There are some memories so far back, so deeply and imperfectly ingrained into my psyche that they hardly seem like memories at all, but something so much more basic; some deeply felt but never understood phantasm of action devoid of context or any other mean to support itself. Elevated to infinity by legs forged of flawless passion, an immortal amid the fluid storm of recollection.
I am elated, tiny, running from the kitchen to the living room, giggling, no cackling to myself, my hands full with things made so much larger by my inconsiderable size. In one hand, a half eaten blueberry muffin. In the other, a white pill bottle.
I race into the living room dressed in nothing but a white diaper with a lightly printed design along the hip. Behind me my father chases me, a black shirted behemoth bent down and over, lunging after me. I don’t remember his face, just his form, knowing who and what he was. Enjoying his attention, that my biggest protector is so low to the ground.
I cross just in front of the TV before he catches me, grabbing me hard by the wrist, prying the bottle from hand first, and then grabbing the muffin. I am shocked, horrified.
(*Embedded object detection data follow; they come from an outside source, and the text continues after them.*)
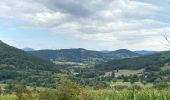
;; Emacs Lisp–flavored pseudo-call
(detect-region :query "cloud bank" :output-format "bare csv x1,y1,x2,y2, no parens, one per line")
0,0,170,49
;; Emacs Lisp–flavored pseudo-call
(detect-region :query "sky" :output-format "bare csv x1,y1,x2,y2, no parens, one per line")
0,0,170,51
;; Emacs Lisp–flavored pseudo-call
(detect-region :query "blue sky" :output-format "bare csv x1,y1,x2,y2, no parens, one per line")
0,0,170,50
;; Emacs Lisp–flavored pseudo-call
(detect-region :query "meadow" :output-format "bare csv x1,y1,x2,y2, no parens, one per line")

Everything has gone so wrong so quickly, his grip tells me his is upset, cemented further by the scolding tone of his voice. He says something in his the voice of the authoritarian, this scares me and I begin to cry a mess of confusion and fear. He lifts me by the wrist, swats me across the patted cover of the diaper and places me in the corner next to the shelf that holds the now archaic video cassettes I will watch throughout my childhood. The side of the bookshelf combined with the corners of the wall create a cramped holding cell. I know this place, not as well as I will in the years to come, but well enough. If I move and my father finds out, he always does, I will be spanked again and replaced in corner.
So I stand, staring into dim darkness, still crying, still overwhelmed. In front of me is a gun, a long barreled rifle, it’s formed of black steel and lightly colored wood, leaning against the wall. Attached to its head is a knife, fastened to the stock by some matte plastic attachment. The bayonet stands above me, staring out into the world that I find myself now separated from. The light jutting in from the kitchen plays off the polished metal shimmering in my eyes. I focus on it, a surface distraction to temper me, to take me elsewhere. I play with it, slightly moving my head from side to side to change the angle and the shape of the gleam.
But the fear sticks with me, emotions tainting the taste of the light, mixing enchantment and terror. I weep, gently swaying in the corner.
Sometimes I still wonder if I ever got the rest of my muffin.